Палитра приемов, которые использовались предварительным контролем, была очень разнообразна и красочна… Помимо указанных выше трех основных, он прибегал и к другим, более опосредованным, имевшим профилактический характер. Среди них — внедрение, например, в состав издательств и редакций «своих», проверенных людей, которые заблаговременно могли донести о готовящихся в них «враждебных акциях», то есть подготовке ими книг нежелательных авторов или нежелательного направления. Органы Главлита заранее готовились к поступлению на предварительный контроль таких рукописей, были настороже и наготове.

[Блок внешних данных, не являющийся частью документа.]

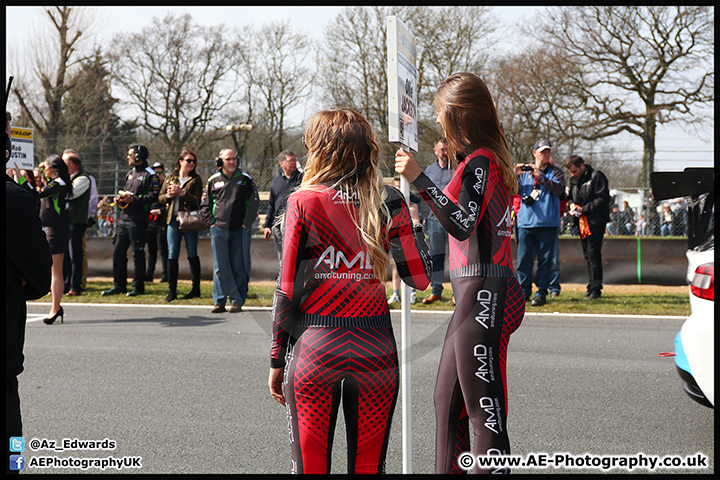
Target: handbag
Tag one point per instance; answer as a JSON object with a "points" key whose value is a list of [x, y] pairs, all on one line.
{"points": [[192, 221]]}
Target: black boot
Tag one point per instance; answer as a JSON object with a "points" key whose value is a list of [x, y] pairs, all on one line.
{"points": [[172, 280], [195, 274]]}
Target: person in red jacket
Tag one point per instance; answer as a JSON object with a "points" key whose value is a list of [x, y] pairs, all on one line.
{"points": [[475, 209], [332, 334]]}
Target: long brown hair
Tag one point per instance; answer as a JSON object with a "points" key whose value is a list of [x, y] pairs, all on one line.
{"points": [[343, 154], [469, 119]]}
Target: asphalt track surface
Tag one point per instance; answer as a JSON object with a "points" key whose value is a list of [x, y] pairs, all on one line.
{"points": [[186, 390]]}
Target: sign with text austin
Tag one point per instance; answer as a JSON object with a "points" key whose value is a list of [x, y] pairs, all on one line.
{"points": [[22, 153], [402, 84]]}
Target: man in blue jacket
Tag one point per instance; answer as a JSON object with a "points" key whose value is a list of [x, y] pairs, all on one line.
{"points": [[541, 187]]}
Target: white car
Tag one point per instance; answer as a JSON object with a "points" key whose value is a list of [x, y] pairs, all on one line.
{"points": [[695, 342]]}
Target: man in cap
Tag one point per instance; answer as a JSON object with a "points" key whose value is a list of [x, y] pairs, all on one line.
{"points": [[157, 232], [541, 188]]}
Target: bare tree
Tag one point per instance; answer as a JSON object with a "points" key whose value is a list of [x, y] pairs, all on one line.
{"points": [[355, 63], [173, 76], [42, 92], [283, 75], [536, 97], [641, 66]]}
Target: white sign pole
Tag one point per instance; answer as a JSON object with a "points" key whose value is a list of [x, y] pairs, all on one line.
{"points": [[402, 130]]}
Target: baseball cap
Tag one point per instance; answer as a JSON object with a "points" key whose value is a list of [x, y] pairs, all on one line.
{"points": [[541, 145]]}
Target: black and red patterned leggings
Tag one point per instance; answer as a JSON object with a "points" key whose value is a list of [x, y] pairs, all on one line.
{"points": [[471, 377], [360, 363]]}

Другой распространенный в эти годы прием — резкое сокращение тиражей таких книг, которые формально запретить вообще было очень затруднительно или неудобно по тем или иным причинам. Особенно это касалось продукции частных и кооперативных издательств в годы Нэпа (подробнее см. главу «Частные издательства под судом Главлита»). Позднее стали появляться особые грифы на книгах, издаваемых крошечным тиражом, — «для служебного пользования»: такая помета вообще отправляла их в спецхраны крупнейших библиотек; «Для научных библиотек» и т. п. Последний гриф ставился, в основном, на изданных в переводе на русский язык трудах зарубежных философов, социологов и политологов, главным образом предназначенных для не знающих иностранных языков советских обществоведов, занимавшихся затем беспощадной критикой «буржуазной» науки.